Я перелистал всю книгу, пересмотрел все строки, отыскивая продолжение и не нашел. Что-то, видимо, помешало моим неизвестным друзьям. А, может быть, провокация? Я с презрением посмотрел на дверь. Не испугают. Но… кому это было бы нужно?
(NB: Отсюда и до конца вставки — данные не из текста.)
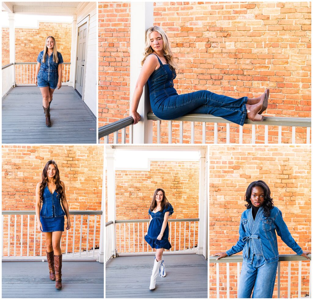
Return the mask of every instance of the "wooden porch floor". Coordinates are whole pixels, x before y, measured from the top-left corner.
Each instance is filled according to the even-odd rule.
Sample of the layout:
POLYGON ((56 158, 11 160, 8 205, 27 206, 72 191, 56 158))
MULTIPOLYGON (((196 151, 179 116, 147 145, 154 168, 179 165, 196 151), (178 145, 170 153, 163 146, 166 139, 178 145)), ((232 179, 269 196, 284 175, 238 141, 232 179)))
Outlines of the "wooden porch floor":
POLYGON ((164 255, 165 277, 149 289, 153 256, 121 256, 105 266, 106 298, 208 297, 208 262, 195 254, 164 255))
POLYGON ((2 298, 101 298, 103 264, 97 262, 63 261, 62 285, 49 278, 48 263, 2 262, 2 298))
POLYGON ((72 88, 55 90, 50 114, 48 127, 38 88, 13 88, 2 98, 2 143, 96 143, 96 119, 72 88))

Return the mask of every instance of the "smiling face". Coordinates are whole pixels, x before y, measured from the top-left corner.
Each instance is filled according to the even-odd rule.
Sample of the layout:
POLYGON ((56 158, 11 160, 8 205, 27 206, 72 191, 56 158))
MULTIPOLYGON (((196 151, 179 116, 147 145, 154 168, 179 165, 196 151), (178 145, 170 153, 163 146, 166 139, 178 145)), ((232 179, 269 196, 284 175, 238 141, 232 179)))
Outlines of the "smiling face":
POLYGON ((163 39, 157 31, 152 31, 150 34, 150 46, 154 51, 160 52, 163 49, 163 39))
POLYGON ((53 39, 52 38, 48 38, 47 39, 46 45, 48 49, 53 50, 53 47, 54 46, 54 42, 53 41, 53 39))
POLYGON ((256 207, 260 207, 264 203, 264 191, 260 186, 254 186, 251 191, 250 200, 252 205, 256 207))
POLYGON ((53 164, 51 164, 49 165, 48 168, 47 170, 47 175, 48 178, 54 178, 55 176, 55 173, 56 173, 57 169, 55 167, 55 166, 53 164))
POLYGON ((160 204, 163 200, 163 193, 162 191, 159 191, 156 195, 156 201, 158 204, 160 204))

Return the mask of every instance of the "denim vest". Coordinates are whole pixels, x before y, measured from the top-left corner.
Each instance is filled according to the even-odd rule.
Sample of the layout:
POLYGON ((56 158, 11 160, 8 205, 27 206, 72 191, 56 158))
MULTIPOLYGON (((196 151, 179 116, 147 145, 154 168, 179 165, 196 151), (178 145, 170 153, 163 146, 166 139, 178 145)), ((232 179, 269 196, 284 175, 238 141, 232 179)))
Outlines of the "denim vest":
POLYGON ((44 218, 61 217, 65 213, 61 207, 60 195, 55 190, 51 194, 48 186, 44 190, 42 207, 40 211, 40 216, 44 218))
POLYGON ((270 215, 265 217, 264 208, 261 207, 258 211, 254 221, 251 208, 246 210, 241 215, 239 226, 239 239, 235 246, 226 252, 229 256, 242 252, 244 259, 248 263, 252 263, 254 255, 262 255, 266 263, 278 261, 277 234, 288 247, 298 255, 303 252, 291 236, 284 220, 281 212, 276 207, 269 211, 270 215))
POLYGON ((157 113, 157 109, 154 109, 153 108, 161 104, 168 96, 178 94, 173 83, 176 74, 175 70, 170 68, 168 64, 163 64, 157 55, 152 54, 156 56, 160 64, 160 68, 153 72, 147 81, 151 108, 158 116, 155 114, 156 112, 157 113))

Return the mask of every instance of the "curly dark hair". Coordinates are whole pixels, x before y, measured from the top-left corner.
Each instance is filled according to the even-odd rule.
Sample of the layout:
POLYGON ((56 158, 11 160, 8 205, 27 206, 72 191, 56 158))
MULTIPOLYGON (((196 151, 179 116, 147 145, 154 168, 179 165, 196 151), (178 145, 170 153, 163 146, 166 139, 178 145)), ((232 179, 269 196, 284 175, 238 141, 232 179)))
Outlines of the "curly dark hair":
POLYGON ((251 208, 252 206, 251 202, 251 193, 252 188, 255 186, 259 186, 261 188, 264 192, 264 203, 262 206, 264 209, 263 214, 266 217, 269 217, 270 215, 270 211, 274 207, 274 203, 273 198, 271 198, 271 191, 269 186, 262 180, 258 180, 251 182, 248 187, 246 191, 245 201, 248 202, 245 206, 247 209, 251 208))
POLYGON ((58 167, 57 163, 54 160, 48 160, 46 164, 42 171, 41 182, 39 188, 39 195, 40 196, 40 202, 43 202, 44 199, 44 190, 48 185, 48 176, 47 172, 48 170, 48 167, 51 164, 54 165, 55 167, 55 175, 53 179, 55 185, 55 190, 58 194, 60 195, 60 198, 61 201, 64 199, 64 192, 63 191, 63 187, 61 184, 61 180, 60 179, 60 172, 59 171, 59 168, 58 167))

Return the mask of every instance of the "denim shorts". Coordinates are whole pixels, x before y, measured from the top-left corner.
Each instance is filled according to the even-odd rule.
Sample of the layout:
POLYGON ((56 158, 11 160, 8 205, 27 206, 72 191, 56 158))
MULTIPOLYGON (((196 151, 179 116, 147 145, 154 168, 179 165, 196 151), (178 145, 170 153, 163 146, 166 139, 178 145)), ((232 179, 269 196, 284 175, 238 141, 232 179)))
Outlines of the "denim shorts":
POLYGON ((44 88, 49 86, 54 89, 58 86, 59 74, 57 70, 50 70, 48 69, 41 68, 37 75, 37 84, 38 87, 44 88))

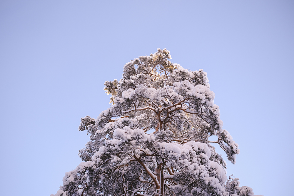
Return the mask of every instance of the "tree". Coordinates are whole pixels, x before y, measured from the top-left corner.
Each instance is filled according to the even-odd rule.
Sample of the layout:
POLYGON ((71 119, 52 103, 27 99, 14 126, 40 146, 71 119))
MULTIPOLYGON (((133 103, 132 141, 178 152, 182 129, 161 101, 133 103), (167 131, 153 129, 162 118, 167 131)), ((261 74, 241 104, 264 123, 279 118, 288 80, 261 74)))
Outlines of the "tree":
POLYGON ((112 105, 81 119, 78 130, 90 139, 79 151, 83 162, 55 195, 253 196, 238 179, 227 180, 225 162, 211 144, 235 163, 238 145, 222 129, 206 73, 157 50, 126 64, 119 82, 105 82, 112 105))

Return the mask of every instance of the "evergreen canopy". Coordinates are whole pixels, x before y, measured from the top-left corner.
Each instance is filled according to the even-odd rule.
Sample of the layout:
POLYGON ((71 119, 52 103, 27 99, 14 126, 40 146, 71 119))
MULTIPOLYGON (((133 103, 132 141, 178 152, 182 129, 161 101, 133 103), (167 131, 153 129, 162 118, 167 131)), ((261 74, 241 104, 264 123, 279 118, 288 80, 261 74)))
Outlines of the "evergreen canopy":
POLYGON ((227 179, 225 162, 211 144, 235 163, 238 145, 222 129, 206 73, 157 50, 126 64, 119 81, 105 82, 113 105, 96 119, 81 119, 78 129, 91 140, 55 196, 253 196, 227 179))

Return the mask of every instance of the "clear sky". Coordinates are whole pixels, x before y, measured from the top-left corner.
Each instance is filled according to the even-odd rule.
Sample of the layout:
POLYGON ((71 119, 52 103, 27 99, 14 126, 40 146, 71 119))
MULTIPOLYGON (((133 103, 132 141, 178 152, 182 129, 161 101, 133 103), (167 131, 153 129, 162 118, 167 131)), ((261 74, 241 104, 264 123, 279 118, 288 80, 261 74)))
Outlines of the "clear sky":
POLYGON ((110 106, 104 81, 166 48, 207 73, 241 149, 228 175, 293 195, 294 1, 0 1, 1 195, 56 193, 88 140, 80 118, 110 106))

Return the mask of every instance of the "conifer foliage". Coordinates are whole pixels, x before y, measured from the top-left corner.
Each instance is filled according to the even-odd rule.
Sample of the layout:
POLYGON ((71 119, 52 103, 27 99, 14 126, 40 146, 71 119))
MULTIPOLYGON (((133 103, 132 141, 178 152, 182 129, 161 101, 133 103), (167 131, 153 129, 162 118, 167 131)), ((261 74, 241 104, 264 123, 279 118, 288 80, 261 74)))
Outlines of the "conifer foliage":
POLYGON ((227 179, 211 145, 235 163, 238 145, 222 128, 206 73, 157 51, 126 64, 119 81, 105 82, 112 105, 96 119, 81 119, 78 129, 90 139, 79 151, 83 162, 54 195, 253 196, 238 179, 227 179))

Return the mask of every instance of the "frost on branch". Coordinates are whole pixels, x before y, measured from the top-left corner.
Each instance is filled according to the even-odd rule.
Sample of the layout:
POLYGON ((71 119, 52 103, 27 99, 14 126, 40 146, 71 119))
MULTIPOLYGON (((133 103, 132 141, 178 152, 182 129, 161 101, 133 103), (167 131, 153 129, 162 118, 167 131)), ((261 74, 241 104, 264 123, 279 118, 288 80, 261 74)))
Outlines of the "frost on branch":
POLYGON ((238 179, 227 180, 211 144, 235 164, 238 145, 222 129, 206 73, 157 50, 126 64, 119 81, 104 83, 113 105, 81 119, 79 130, 90 134, 79 153, 84 162, 66 173, 55 195, 253 195, 238 179))

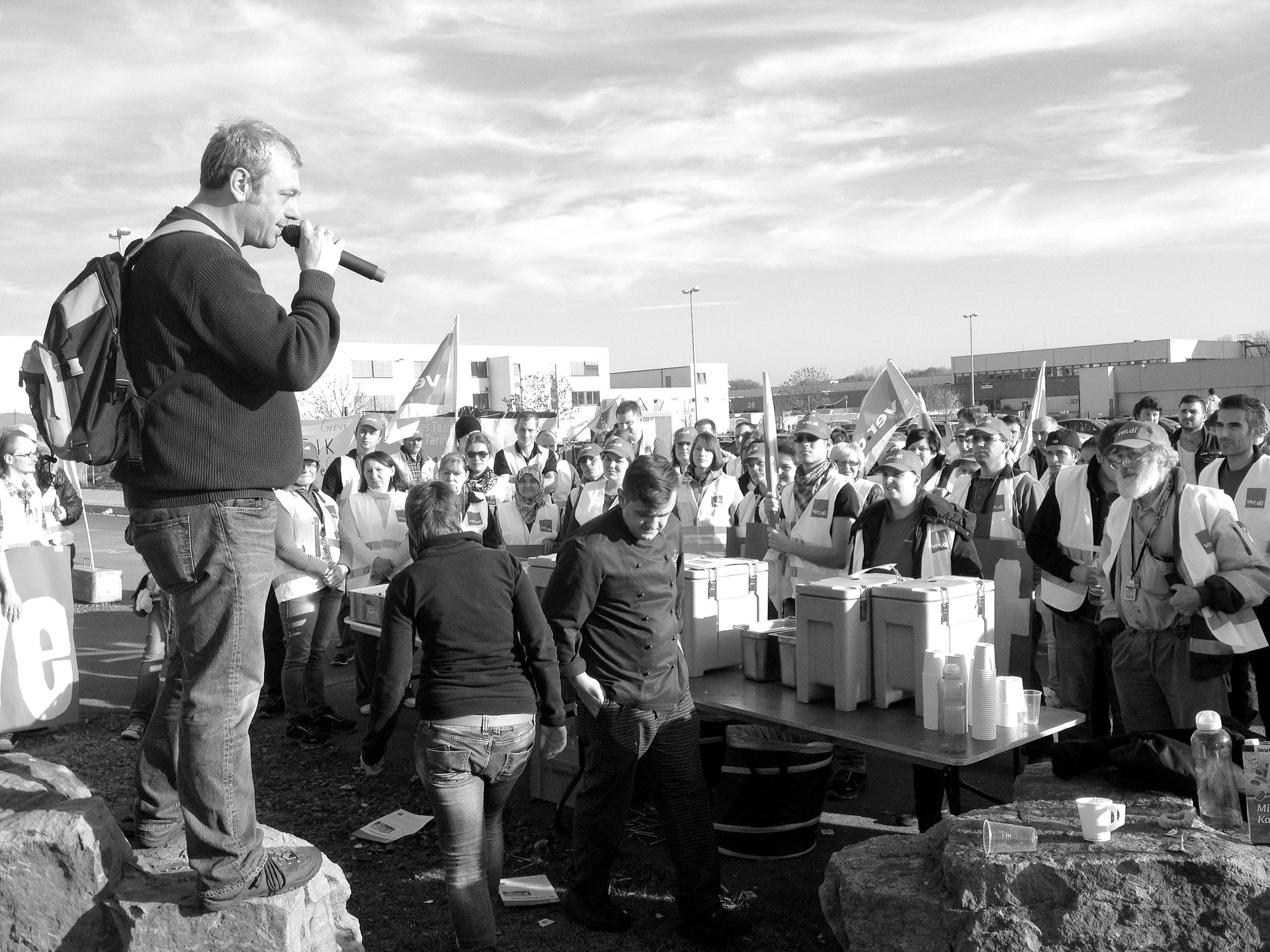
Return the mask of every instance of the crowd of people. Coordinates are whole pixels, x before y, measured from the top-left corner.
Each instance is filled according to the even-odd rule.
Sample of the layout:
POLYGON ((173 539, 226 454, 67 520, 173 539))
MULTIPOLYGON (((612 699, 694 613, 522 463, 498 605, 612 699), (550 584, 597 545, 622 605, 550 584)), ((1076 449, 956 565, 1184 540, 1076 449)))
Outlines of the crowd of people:
MULTIPOLYGON (((685 559, 738 539, 770 564, 771 617, 792 614, 801 583, 884 566, 991 578, 1002 551, 1025 551, 1039 581, 1026 666, 1050 703, 1086 715, 1074 736, 1185 727, 1205 708, 1243 722, 1270 711, 1260 400, 1187 395, 1170 434, 1147 397, 1133 420, 1087 439, 1048 416, 972 407, 946 437, 900 428, 869 472, 851 434, 815 415, 776 439, 768 471, 748 423, 732 451, 707 419, 667 442, 635 401, 570 458, 533 413, 517 416, 508 446, 460 418, 439 459, 418 437, 386 444, 386 420, 364 414, 353 448, 319 477, 293 393, 339 340, 340 242, 301 220, 300 168, 265 123, 222 126, 198 194, 165 218, 183 230, 137 254, 123 300, 123 352, 149 401, 145 466, 114 471, 150 570, 124 731, 140 741, 132 835, 140 848, 183 840, 206 909, 297 889, 320 868, 315 848, 263 847, 248 729, 282 715, 301 748, 356 732, 325 693, 338 640, 331 664, 356 663, 366 774, 382 772, 401 710, 418 712, 415 769, 460 948, 497 946, 503 809, 535 746, 546 758, 564 749, 566 689, 587 755, 565 913, 591 929, 630 927, 610 887, 639 774, 674 863, 676 929, 701 942, 743 935, 748 924, 720 901, 678 644, 685 559), (287 310, 240 249, 273 248, 291 222, 300 278, 287 310), (269 452, 241 452, 244 433, 269 452), (547 550, 556 567, 540 599, 517 556, 547 550), (349 593, 384 583, 380 631, 363 631, 349 593)), ((33 432, 0 435, 9 621, 22 602, 5 550, 61 541, 81 510, 65 479, 39 475, 39 456, 33 432)), ((997 595, 998 612, 1013 611, 1013 593, 997 595)), ((836 759, 832 795, 859 795, 864 754, 839 746, 836 759)), ((916 768, 906 819, 937 820, 945 781, 916 768)))

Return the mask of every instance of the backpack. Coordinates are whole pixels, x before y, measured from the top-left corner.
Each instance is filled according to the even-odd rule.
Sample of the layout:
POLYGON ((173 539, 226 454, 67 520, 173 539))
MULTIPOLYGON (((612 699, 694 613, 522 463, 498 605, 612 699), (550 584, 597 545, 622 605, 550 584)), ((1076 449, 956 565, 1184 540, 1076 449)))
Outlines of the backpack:
POLYGON ((224 241, 203 222, 182 220, 156 228, 127 254, 94 258, 48 314, 44 339, 32 343, 19 382, 48 448, 62 459, 90 466, 128 459, 141 467, 141 425, 146 401, 128 374, 119 345, 122 281, 147 244, 178 231, 224 241))

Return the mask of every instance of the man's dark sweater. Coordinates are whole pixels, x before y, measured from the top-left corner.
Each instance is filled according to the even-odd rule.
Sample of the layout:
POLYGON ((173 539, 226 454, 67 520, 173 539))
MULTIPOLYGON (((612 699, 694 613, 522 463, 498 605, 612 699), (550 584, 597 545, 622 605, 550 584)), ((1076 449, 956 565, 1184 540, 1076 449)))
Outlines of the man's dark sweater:
POLYGON ((626 528, 621 506, 578 529, 542 593, 560 675, 585 671, 618 704, 673 711, 688 689, 679 650, 682 578, 674 515, 649 542, 626 528))
POLYGON ((419 718, 542 715, 564 726, 555 644, 530 576, 508 552, 474 532, 419 545, 418 559, 389 583, 378 668, 362 758, 384 758, 410 682, 414 636, 423 642, 419 718))
MULTIPOLYGON (((198 212, 173 208, 163 223, 198 212)), ((225 232, 216 228, 217 232, 225 232)), ((291 314, 260 284, 237 244, 201 232, 157 239, 123 287, 121 341, 146 399, 144 470, 114 467, 130 508, 267 496, 300 472, 296 391, 339 343, 335 279, 302 270, 291 314)))

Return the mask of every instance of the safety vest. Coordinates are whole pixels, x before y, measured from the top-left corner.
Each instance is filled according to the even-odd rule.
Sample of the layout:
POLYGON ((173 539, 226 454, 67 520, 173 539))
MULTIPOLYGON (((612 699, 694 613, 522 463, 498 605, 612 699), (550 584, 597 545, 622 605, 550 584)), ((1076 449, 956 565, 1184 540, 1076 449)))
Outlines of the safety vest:
MULTIPOLYGON (((1087 463, 1067 466, 1054 480, 1054 500, 1058 503, 1058 548, 1080 565, 1097 559, 1093 545, 1093 506, 1090 504, 1090 467, 1087 463)), ((1041 569, 1040 599, 1060 612, 1074 612, 1085 604, 1088 585, 1067 581, 1041 569)))
MULTIPOLYGON (((321 559, 324 562, 335 564, 339 561, 339 509, 335 500, 325 493, 318 493, 318 501, 325 515, 319 519, 318 513, 301 499, 293 490, 276 489, 273 495, 278 499, 278 505, 284 510, 278 514, 278 522, 288 519, 291 522, 292 542, 298 546, 305 555, 321 559)), ((273 594, 279 602, 290 602, 300 595, 309 595, 321 592, 326 584, 320 576, 310 575, 306 571, 288 565, 277 556, 273 560, 273 594)))
POLYGON ((578 503, 573 508, 573 518, 579 526, 585 526, 597 515, 605 514, 605 480, 588 482, 578 493, 578 503))
MULTIPOLYGON (((32 477, 34 479, 34 477, 32 477)), ((27 514, 27 506, 22 499, 9 486, 9 481, 0 479, 0 542, 5 546, 58 546, 69 539, 71 533, 62 529, 62 526, 53 518, 53 505, 57 503, 57 490, 50 486, 41 493, 36 491, 36 500, 32 515, 27 514)))
MULTIPOLYGON (((1248 473, 1248 476, 1251 475, 1248 473)), ((1120 545, 1129 529, 1130 504, 1132 500, 1121 496, 1111 504, 1111 512, 1107 513, 1102 541, 1110 551, 1102 570, 1109 579, 1113 578, 1111 571, 1116 556, 1120 553, 1120 545)), ((1177 499, 1177 550, 1181 553, 1181 565, 1177 566, 1177 571, 1187 585, 1201 585, 1208 576, 1218 571, 1217 550, 1210 538, 1217 517, 1223 512, 1238 518, 1234 503, 1222 490, 1193 484, 1182 486, 1177 499)), ((1204 621, 1208 622, 1213 637, 1237 655, 1266 647, 1270 644, 1251 608, 1245 607, 1234 614, 1214 612, 1212 608, 1201 608, 1200 612, 1204 621)), ((1190 641, 1190 650, 1200 654, 1214 654, 1210 649, 1218 647, 1206 638, 1191 638, 1190 641)))
MULTIPOLYGON (((831 548, 833 546, 833 537, 829 534, 829 529, 833 527, 833 504, 838 499, 838 493, 847 482, 846 476, 831 467, 824 485, 808 501, 806 509, 799 513, 798 520, 789 531, 789 537, 806 542, 809 546, 831 548)), ((781 510, 785 513, 794 512, 792 482, 781 490, 781 510)), ((787 517, 784 522, 789 523, 787 517)), ((786 571, 790 580, 798 579, 800 583, 836 579, 842 575, 841 569, 826 569, 813 565, 795 555, 789 556, 786 571)))
MULTIPOLYGON (((1219 476, 1226 459, 1214 459, 1199 476, 1199 485, 1220 489, 1219 476)), ((1266 495, 1270 494, 1270 456, 1260 453, 1243 476, 1240 491, 1234 496, 1234 512, 1240 514, 1252 541, 1262 552, 1270 552, 1270 506, 1266 506, 1266 495)))
POLYGON ((526 526, 516 500, 498 504, 498 528, 503 532, 503 545, 537 546, 551 542, 560 534, 560 506, 547 503, 533 517, 533 526, 526 526))
MULTIPOLYGON (((949 499, 963 509, 966 509, 972 479, 966 473, 958 476, 952 484, 952 491, 949 493, 949 499)), ((1019 476, 1011 475, 1010 470, 1006 470, 1001 479, 997 480, 997 496, 992 500, 987 513, 989 519, 988 538, 1022 539, 1024 531, 1019 526, 1019 509, 1015 505, 1015 482, 1019 479, 1019 476)), ((984 513, 975 513, 975 515, 982 518, 984 513)))
MULTIPOLYGON (((932 519, 926 523, 923 533, 922 551, 917 557, 917 578, 931 579, 936 575, 952 574, 952 543, 956 541, 956 532, 946 522, 932 519)), ((857 532, 851 543, 851 562, 847 571, 862 571, 865 566, 865 533, 857 532)), ((874 567, 874 566, 867 566, 874 567)))
MULTIPOLYGON (((371 550, 372 556, 391 559, 398 548, 406 539, 405 532, 405 493, 389 493, 389 520, 384 524, 380 517, 380 508, 370 493, 354 493, 348 498, 348 514, 352 519, 352 528, 357 532, 362 543, 371 550)), ((345 527, 348 528, 348 527, 345 527)), ((370 588, 371 562, 363 562, 351 551, 352 570, 348 572, 349 589, 370 588)), ((394 571, 394 574, 396 574, 394 571)))

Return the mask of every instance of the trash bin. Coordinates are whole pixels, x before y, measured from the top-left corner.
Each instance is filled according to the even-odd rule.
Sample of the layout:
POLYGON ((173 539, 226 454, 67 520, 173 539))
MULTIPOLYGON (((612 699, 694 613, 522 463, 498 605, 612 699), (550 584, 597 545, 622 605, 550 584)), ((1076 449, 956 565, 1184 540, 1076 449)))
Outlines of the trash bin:
POLYGON ((787 727, 732 725, 714 798, 719 852, 790 859, 815 849, 833 745, 787 727))

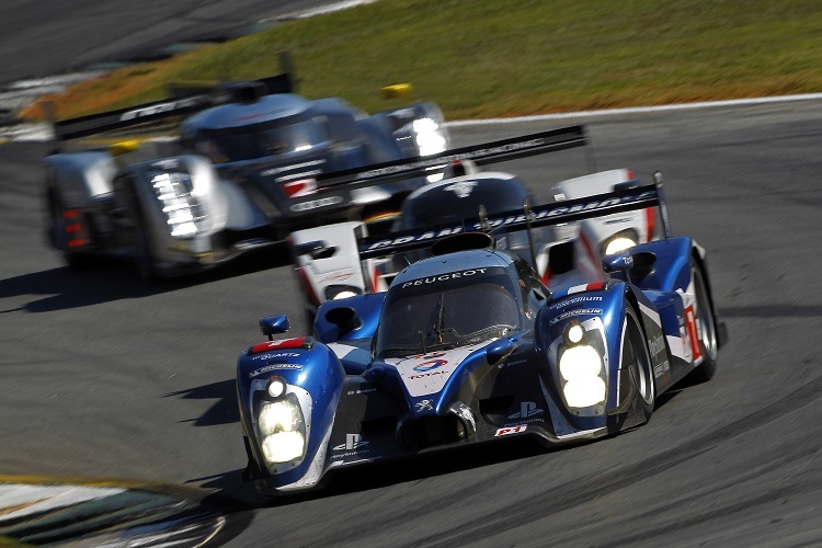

Разве в моем положении недостаточно ясности, чтобы понадобилось прибегать к каким-то намекам?
Нет, писал не враг.
Надо приготовиться. Я принимался ходить по камере и, замечая, что непроизвольно ускоряю шаг, — садился. И думал тогда о замерзшей речке, о лучезарных, голубых и бесконечно дорогих глазах… Мне становилось грустно и отрадно. Спокойная и мудрая смягченность осеняла душу. И незаметно подкралась ночь и все укутала глубоким, нехорошим мраком.
Теперь я мог писать лишь ощупью. Я часто отрывался от бумаги и начинал ходить. Как мне хотелось бы сейчас увидеть всех товарищей. Хоть на одно короткое мгновенье посмотреть их лица. Ну, а ее я не хотел бы видеть. Я говорю неправду — конечно бы, хотел. Всей силою хотел! Но только так, чтобы она меня не замечала. Иначе… это был бы ужас…
Какая тишина.
Я думаю, в таком безмолвии легко сойти с ума.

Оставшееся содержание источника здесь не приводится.